It began as a shouting match on a busy Capitol Hill street corner during the frenetic morning commute, a bike-vs.-car incident not uncommon in a big city.
But then the silver-haired, retired Navy lieutenant got out of his car, approached the red-headed ballet dancer riding a bike and allegedly shoved her to the ground, authorities said. He got back into his car and, as bystanders followed him, drove down the block to his nearby office, the bicyclist said.
The man was identified as Ted E. Schelenski, 64, vice president for finance and operations at the Heritage Foundation, a think tank that promotes conservative policies. He pleaded not guilty this week to a charge of simple assault.
The bicyclist, Kristin Hall, 23, said the trouble began about 8:30 a.m. June 14. She was riding on the sidewalk, about to turn onto the 300 block of Massachusetts Avenue NE, when a car stopped in front of her, blocking her path, she said. She stopped her bike and asked the man to move his silver Acura, she said.
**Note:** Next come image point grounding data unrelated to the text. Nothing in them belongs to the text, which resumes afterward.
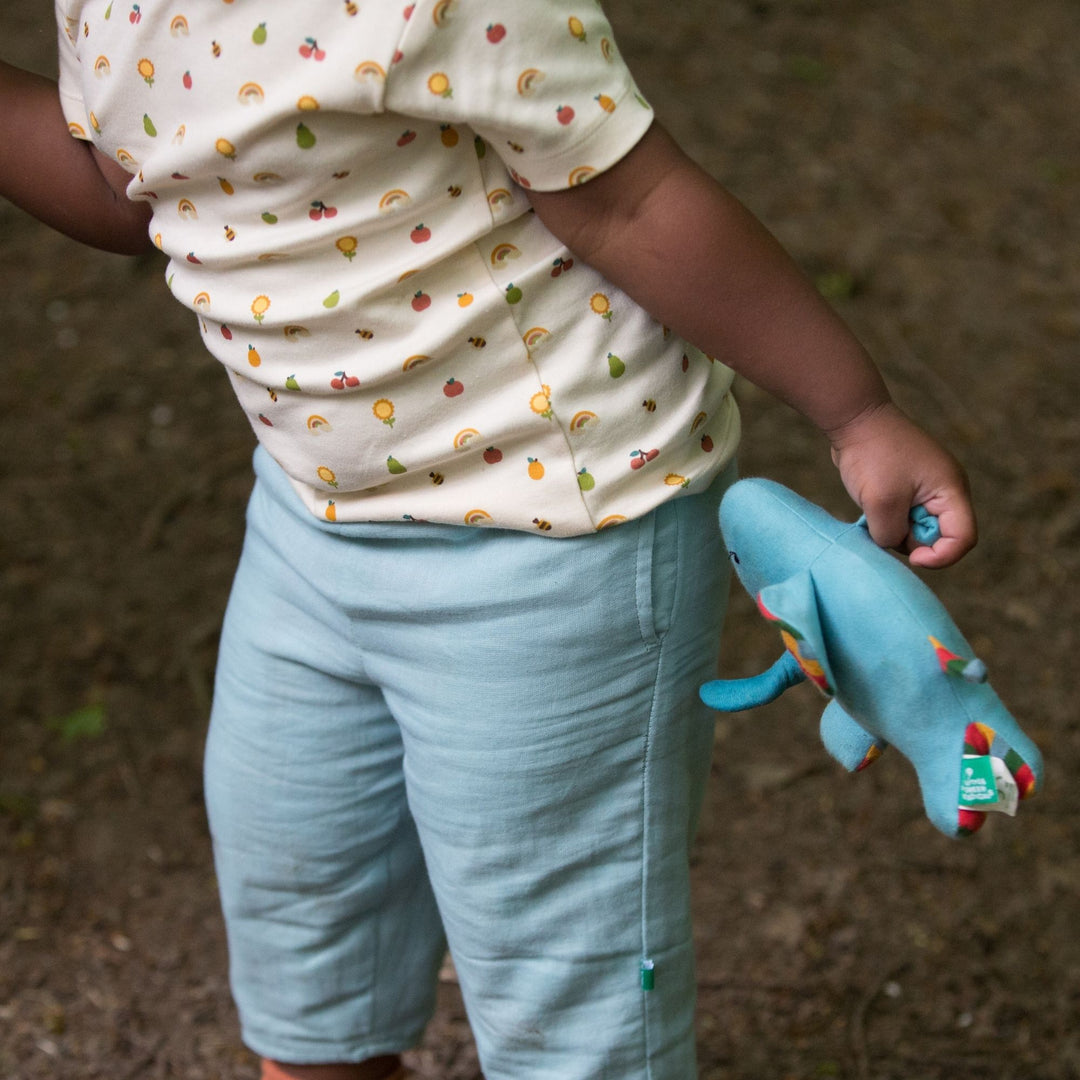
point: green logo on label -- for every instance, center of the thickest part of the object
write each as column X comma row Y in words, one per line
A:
column 977, row 786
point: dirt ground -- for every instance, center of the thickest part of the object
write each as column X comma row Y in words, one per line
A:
column 922, row 162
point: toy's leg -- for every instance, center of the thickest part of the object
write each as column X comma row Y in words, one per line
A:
column 847, row 740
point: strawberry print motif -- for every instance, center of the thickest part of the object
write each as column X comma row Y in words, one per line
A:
column 382, row 298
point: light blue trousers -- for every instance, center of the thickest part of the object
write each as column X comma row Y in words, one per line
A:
column 424, row 729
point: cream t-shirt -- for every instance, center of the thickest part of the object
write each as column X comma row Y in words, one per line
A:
column 338, row 185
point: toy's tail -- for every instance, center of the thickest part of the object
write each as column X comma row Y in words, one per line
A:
column 733, row 694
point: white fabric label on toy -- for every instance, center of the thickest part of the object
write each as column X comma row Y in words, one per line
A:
column 987, row 784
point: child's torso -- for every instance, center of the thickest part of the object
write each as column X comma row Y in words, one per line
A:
column 406, row 337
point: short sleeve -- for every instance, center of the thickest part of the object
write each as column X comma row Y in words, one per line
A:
column 541, row 81
column 70, row 73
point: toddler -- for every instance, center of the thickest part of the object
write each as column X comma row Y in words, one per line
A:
column 453, row 269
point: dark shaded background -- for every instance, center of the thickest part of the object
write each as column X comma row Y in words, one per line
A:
column 921, row 160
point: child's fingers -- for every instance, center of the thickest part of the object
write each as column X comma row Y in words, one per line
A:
column 959, row 535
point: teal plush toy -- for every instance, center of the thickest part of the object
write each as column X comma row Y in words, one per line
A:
column 860, row 625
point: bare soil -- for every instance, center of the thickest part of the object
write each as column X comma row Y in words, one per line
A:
column 922, row 162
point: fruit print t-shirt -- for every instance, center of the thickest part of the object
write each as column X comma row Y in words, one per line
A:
column 339, row 189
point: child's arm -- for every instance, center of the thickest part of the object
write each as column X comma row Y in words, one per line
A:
column 691, row 255
column 62, row 180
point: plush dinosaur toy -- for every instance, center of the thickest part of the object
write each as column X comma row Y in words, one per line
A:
column 865, row 631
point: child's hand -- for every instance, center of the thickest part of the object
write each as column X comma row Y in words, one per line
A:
column 889, row 466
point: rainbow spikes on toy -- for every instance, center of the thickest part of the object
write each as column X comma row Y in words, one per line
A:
column 860, row 625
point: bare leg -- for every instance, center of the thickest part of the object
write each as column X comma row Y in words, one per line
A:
column 375, row 1068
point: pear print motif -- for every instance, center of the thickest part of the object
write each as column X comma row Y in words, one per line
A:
column 449, row 377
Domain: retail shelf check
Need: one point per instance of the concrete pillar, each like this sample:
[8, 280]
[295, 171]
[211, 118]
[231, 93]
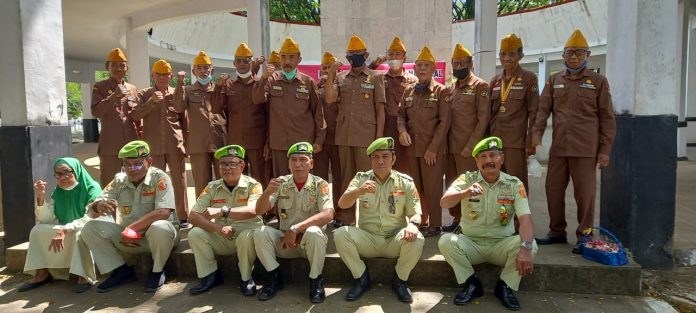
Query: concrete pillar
[642, 70]
[258, 27]
[90, 125]
[485, 32]
[138, 57]
[33, 106]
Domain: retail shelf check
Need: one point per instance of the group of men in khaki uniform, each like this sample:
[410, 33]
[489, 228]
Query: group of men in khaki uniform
[283, 119]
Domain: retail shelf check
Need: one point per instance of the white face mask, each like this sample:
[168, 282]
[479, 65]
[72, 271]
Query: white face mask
[69, 188]
[395, 64]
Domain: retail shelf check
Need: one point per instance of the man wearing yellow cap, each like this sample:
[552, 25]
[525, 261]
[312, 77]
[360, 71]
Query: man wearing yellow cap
[246, 121]
[395, 82]
[424, 119]
[514, 98]
[142, 200]
[328, 157]
[294, 108]
[359, 95]
[470, 114]
[489, 200]
[387, 200]
[224, 219]
[207, 129]
[112, 102]
[305, 207]
[164, 129]
[583, 132]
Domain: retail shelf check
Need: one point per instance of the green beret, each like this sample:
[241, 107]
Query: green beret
[384, 143]
[231, 150]
[490, 143]
[134, 149]
[301, 148]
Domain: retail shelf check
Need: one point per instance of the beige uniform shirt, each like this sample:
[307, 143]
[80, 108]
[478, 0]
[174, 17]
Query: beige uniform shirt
[155, 192]
[484, 218]
[384, 212]
[217, 195]
[295, 206]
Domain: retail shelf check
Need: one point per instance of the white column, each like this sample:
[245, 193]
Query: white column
[258, 27]
[32, 83]
[138, 55]
[485, 33]
[642, 45]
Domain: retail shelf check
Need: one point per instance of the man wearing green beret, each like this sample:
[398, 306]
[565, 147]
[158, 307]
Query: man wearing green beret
[224, 219]
[304, 207]
[141, 200]
[489, 200]
[387, 199]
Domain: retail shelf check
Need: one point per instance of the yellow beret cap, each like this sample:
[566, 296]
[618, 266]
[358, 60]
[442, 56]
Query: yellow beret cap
[161, 67]
[243, 51]
[425, 55]
[301, 148]
[116, 55]
[356, 43]
[231, 150]
[577, 40]
[134, 149]
[397, 45]
[460, 52]
[490, 143]
[510, 43]
[328, 58]
[290, 46]
[202, 59]
[275, 57]
[384, 143]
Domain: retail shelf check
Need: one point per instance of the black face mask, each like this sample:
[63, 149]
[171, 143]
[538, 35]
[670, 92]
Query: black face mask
[356, 60]
[461, 73]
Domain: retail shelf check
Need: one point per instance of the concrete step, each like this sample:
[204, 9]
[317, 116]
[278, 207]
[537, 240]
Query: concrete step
[555, 269]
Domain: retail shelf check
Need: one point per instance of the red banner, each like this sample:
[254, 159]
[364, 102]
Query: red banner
[440, 70]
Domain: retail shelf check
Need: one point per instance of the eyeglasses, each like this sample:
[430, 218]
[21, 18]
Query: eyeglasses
[230, 164]
[576, 52]
[63, 174]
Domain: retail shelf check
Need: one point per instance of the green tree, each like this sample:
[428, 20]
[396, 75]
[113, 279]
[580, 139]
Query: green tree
[74, 96]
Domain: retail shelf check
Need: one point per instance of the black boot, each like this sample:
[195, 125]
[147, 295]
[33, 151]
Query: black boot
[472, 289]
[360, 285]
[275, 284]
[316, 289]
[403, 293]
[208, 282]
[248, 287]
[121, 275]
[155, 281]
[506, 296]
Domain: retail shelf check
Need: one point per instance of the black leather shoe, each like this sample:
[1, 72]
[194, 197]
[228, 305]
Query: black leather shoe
[248, 287]
[154, 281]
[208, 282]
[403, 293]
[450, 227]
[121, 275]
[316, 289]
[29, 285]
[506, 296]
[577, 249]
[269, 291]
[550, 239]
[360, 285]
[472, 289]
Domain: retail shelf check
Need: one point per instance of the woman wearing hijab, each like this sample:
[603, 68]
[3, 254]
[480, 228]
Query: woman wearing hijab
[55, 250]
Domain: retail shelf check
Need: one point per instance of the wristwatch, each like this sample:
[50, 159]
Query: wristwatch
[527, 245]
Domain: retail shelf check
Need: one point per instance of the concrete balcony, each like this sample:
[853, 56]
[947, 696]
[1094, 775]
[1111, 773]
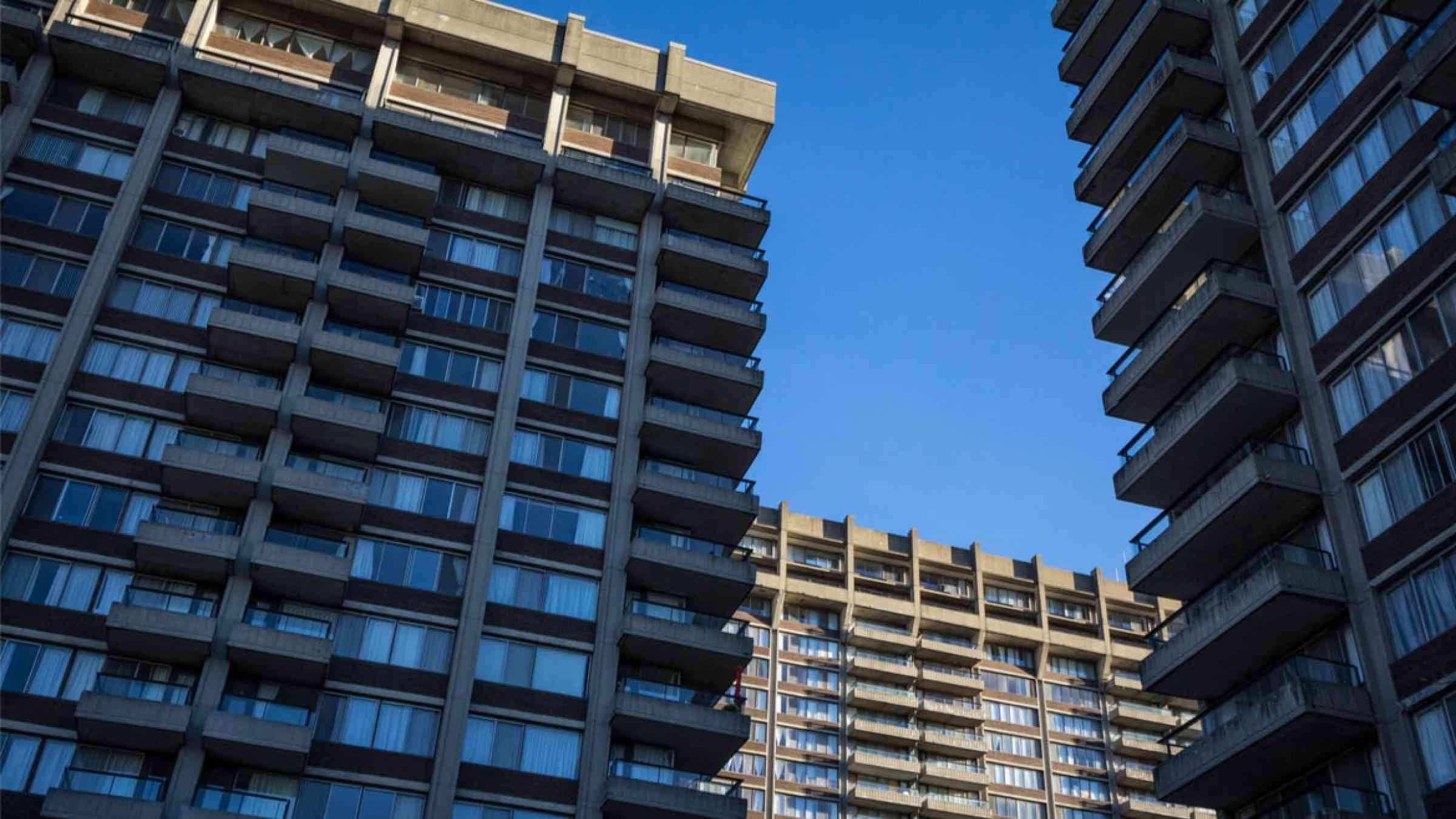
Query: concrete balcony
[708, 506]
[318, 499]
[707, 318]
[1431, 73]
[369, 301]
[257, 744]
[598, 186]
[701, 646]
[231, 405]
[306, 165]
[281, 647]
[724, 215]
[1241, 396]
[1117, 76]
[1270, 733]
[299, 575]
[406, 190]
[288, 219]
[1190, 152]
[357, 363]
[1178, 84]
[693, 260]
[1228, 305]
[251, 342]
[686, 433]
[715, 578]
[383, 241]
[1256, 497]
[1209, 223]
[703, 738]
[209, 477]
[1245, 622]
[325, 426]
[187, 554]
[271, 279]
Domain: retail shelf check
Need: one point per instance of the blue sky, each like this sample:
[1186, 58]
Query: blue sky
[929, 357]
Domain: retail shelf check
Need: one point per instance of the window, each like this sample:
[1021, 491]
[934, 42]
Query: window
[1423, 605]
[436, 497]
[554, 521]
[580, 277]
[295, 41]
[571, 393]
[53, 211]
[437, 363]
[562, 455]
[99, 103]
[528, 665]
[1409, 479]
[1417, 343]
[25, 340]
[433, 428]
[580, 334]
[78, 155]
[373, 723]
[177, 240]
[598, 228]
[457, 193]
[41, 274]
[482, 254]
[522, 747]
[392, 642]
[544, 592]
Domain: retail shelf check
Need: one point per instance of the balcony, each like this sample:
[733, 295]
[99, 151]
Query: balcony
[1431, 72]
[710, 506]
[1295, 716]
[283, 647]
[637, 790]
[703, 738]
[711, 264]
[1242, 393]
[715, 578]
[210, 477]
[359, 363]
[1244, 622]
[690, 433]
[135, 713]
[405, 189]
[1178, 84]
[157, 625]
[257, 741]
[1156, 27]
[1257, 494]
[710, 650]
[1191, 152]
[183, 553]
[715, 212]
[1207, 223]
[319, 499]
[251, 342]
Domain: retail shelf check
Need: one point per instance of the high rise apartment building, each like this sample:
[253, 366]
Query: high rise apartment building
[1276, 190]
[376, 388]
[896, 676]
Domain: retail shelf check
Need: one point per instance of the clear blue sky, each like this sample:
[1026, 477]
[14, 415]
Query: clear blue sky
[929, 357]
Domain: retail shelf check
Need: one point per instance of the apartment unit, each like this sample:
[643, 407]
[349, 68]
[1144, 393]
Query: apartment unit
[376, 388]
[1279, 252]
[894, 676]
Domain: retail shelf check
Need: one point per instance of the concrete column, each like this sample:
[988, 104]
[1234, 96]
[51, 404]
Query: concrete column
[89, 299]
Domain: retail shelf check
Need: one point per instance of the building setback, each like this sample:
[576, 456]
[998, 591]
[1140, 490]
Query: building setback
[896, 676]
[1276, 180]
[368, 368]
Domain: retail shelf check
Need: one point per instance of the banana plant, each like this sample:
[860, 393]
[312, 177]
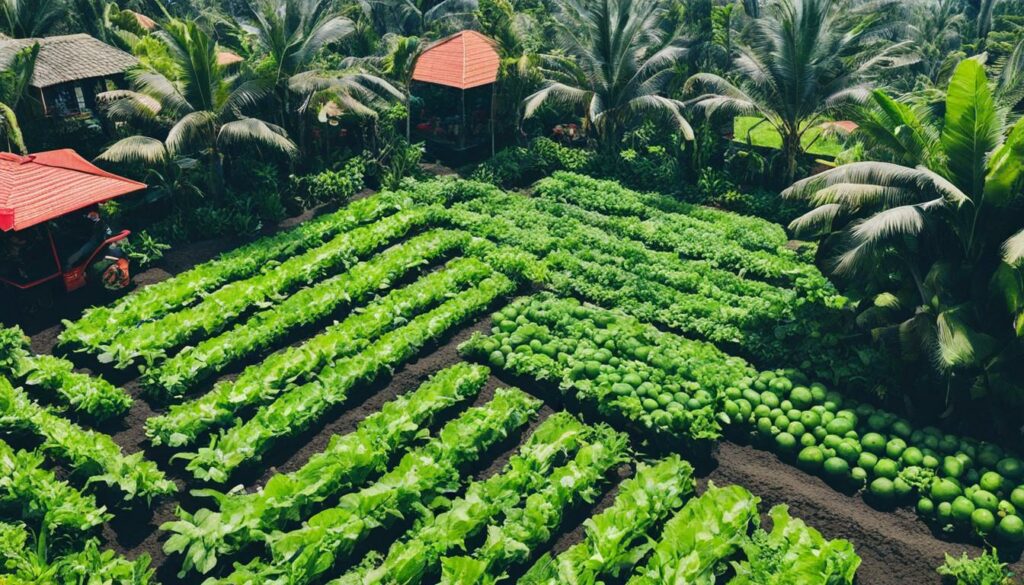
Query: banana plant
[941, 207]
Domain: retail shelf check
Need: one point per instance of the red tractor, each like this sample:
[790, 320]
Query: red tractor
[50, 225]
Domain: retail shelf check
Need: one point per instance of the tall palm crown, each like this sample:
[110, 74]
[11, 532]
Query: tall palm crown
[801, 61]
[416, 17]
[615, 63]
[946, 208]
[28, 18]
[204, 105]
[292, 32]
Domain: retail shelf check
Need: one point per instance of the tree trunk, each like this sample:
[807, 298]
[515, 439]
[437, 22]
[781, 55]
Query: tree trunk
[792, 150]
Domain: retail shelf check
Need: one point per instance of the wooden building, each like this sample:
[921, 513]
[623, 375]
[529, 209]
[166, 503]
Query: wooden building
[71, 70]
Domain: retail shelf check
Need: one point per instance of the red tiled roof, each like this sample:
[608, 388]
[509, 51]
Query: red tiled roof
[465, 59]
[43, 186]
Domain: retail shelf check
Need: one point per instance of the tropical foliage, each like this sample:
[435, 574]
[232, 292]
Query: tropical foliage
[938, 210]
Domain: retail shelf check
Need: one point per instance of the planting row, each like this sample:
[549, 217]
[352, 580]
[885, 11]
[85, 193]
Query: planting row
[154, 339]
[308, 306]
[348, 462]
[632, 372]
[89, 395]
[958, 483]
[684, 236]
[304, 554]
[93, 455]
[623, 368]
[290, 411]
[101, 325]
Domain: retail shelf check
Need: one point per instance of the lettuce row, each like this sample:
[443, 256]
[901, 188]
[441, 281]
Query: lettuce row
[101, 325]
[29, 558]
[301, 408]
[519, 216]
[538, 520]
[262, 382]
[347, 462]
[610, 198]
[794, 552]
[416, 557]
[781, 265]
[92, 454]
[614, 538]
[91, 395]
[708, 531]
[307, 306]
[152, 340]
[303, 555]
[592, 351]
[30, 492]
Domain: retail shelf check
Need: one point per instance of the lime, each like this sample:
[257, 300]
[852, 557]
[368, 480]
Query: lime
[867, 460]
[801, 398]
[963, 508]
[836, 467]
[785, 443]
[1011, 467]
[926, 507]
[1017, 497]
[911, 456]
[944, 491]
[873, 443]
[951, 467]
[895, 448]
[882, 488]
[887, 468]
[1011, 529]
[991, 482]
[982, 520]
[985, 499]
[811, 458]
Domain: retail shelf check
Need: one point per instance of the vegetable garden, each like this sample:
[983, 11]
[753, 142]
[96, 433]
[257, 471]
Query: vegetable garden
[295, 411]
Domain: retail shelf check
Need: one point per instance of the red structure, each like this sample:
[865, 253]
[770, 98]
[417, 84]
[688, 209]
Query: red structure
[38, 189]
[454, 83]
[464, 60]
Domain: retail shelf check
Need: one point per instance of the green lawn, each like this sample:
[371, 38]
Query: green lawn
[765, 135]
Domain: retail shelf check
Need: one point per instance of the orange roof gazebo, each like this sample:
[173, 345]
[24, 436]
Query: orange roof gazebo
[43, 186]
[464, 61]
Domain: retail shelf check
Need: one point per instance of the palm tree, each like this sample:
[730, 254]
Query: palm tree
[519, 75]
[946, 209]
[416, 17]
[29, 18]
[13, 83]
[291, 33]
[205, 106]
[615, 63]
[801, 61]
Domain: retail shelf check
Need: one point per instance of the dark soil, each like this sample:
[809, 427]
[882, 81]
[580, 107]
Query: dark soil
[895, 546]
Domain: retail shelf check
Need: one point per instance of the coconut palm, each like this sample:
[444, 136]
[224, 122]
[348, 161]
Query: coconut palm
[28, 18]
[615, 61]
[292, 33]
[14, 79]
[416, 17]
[800, 63]
[946, 209]
[204, 105]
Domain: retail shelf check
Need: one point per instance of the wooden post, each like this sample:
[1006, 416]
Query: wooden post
[494, 110]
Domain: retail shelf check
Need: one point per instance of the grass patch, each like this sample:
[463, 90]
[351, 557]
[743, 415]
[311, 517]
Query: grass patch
[765, 135]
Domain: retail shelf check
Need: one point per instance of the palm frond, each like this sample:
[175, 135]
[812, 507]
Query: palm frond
[136, 150]
[253, 131]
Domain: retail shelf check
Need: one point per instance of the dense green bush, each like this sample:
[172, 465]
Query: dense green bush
[521, 166]
[330, 185]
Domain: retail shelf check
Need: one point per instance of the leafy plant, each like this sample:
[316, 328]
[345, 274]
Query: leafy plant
[939, 216]
[982, 570]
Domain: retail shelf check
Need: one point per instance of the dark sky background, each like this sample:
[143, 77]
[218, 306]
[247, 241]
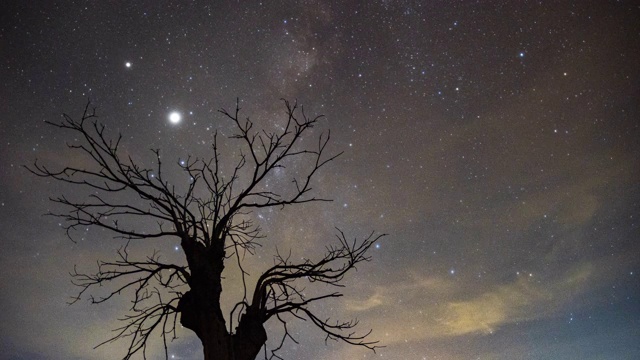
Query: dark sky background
[496, 142]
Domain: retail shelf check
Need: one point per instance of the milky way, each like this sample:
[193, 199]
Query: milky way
[495, 142]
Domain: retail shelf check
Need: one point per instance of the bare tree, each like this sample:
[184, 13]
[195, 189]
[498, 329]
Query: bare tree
[211, 218]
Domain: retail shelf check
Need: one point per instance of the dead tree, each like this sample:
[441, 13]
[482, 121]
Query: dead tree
[211, 218]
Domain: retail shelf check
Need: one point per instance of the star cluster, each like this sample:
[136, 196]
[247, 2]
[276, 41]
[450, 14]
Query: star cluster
[495, 142]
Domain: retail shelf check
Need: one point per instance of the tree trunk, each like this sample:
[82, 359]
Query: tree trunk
[200, 309]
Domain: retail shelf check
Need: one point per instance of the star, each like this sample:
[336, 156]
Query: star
[175, 117]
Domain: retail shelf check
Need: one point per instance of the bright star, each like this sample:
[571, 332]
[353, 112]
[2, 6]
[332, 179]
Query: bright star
[175, 117]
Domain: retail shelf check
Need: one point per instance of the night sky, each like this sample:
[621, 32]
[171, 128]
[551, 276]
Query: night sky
[496, 142]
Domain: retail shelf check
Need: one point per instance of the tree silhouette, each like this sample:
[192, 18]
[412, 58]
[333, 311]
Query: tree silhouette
[211, 218]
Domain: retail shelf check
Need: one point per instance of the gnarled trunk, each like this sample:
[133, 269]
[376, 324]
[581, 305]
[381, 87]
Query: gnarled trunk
[200, 309]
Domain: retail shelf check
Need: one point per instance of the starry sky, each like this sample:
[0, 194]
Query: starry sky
[496, 142]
But Schelenski wouldn't move, and the two yelled at one another, she said in an interview yesterday.
"It was some kind of road-rage nonsense," Hall said. "When he got out of the car, I told him: 'You're crazy! Get back in the car!' "
But Schelenski came at the 105-pound, communications assistant at the Academy for Educational Development and shoved her to the ground while she was still straddled on her bicycle, she said.
"I was pretty scraped up and bruised," Hall said. "And he just got back into his car and floored it. He took off."
There were several bystanders. One helped Hall up; someone took down the license plate number of the car and watched it go just a block past the scene to the foundation's office. Someone else summoned a nearby U.S. Capitol Police officer, she said.
About 10 minutes later, Schelenski returned to the scene, Hall said, and tried to apologize. "He said he lost his temper," she said. "And then he told the officer that all he did was try to shake my bike. He said I was the one who fell over."
Police arrested Schelenski after he gave them his side of the story and took him to Capitol Police headquarters for processing, according to charging papers filed by prosecutors. He was released and appeared Thursday in D.C. Superior Court. His attorney, Robert Bredhoff, declined to comment on the case, and Schelenski did not return calls to his home or office.
Schelenski is due back in court July 27 for a status hearing.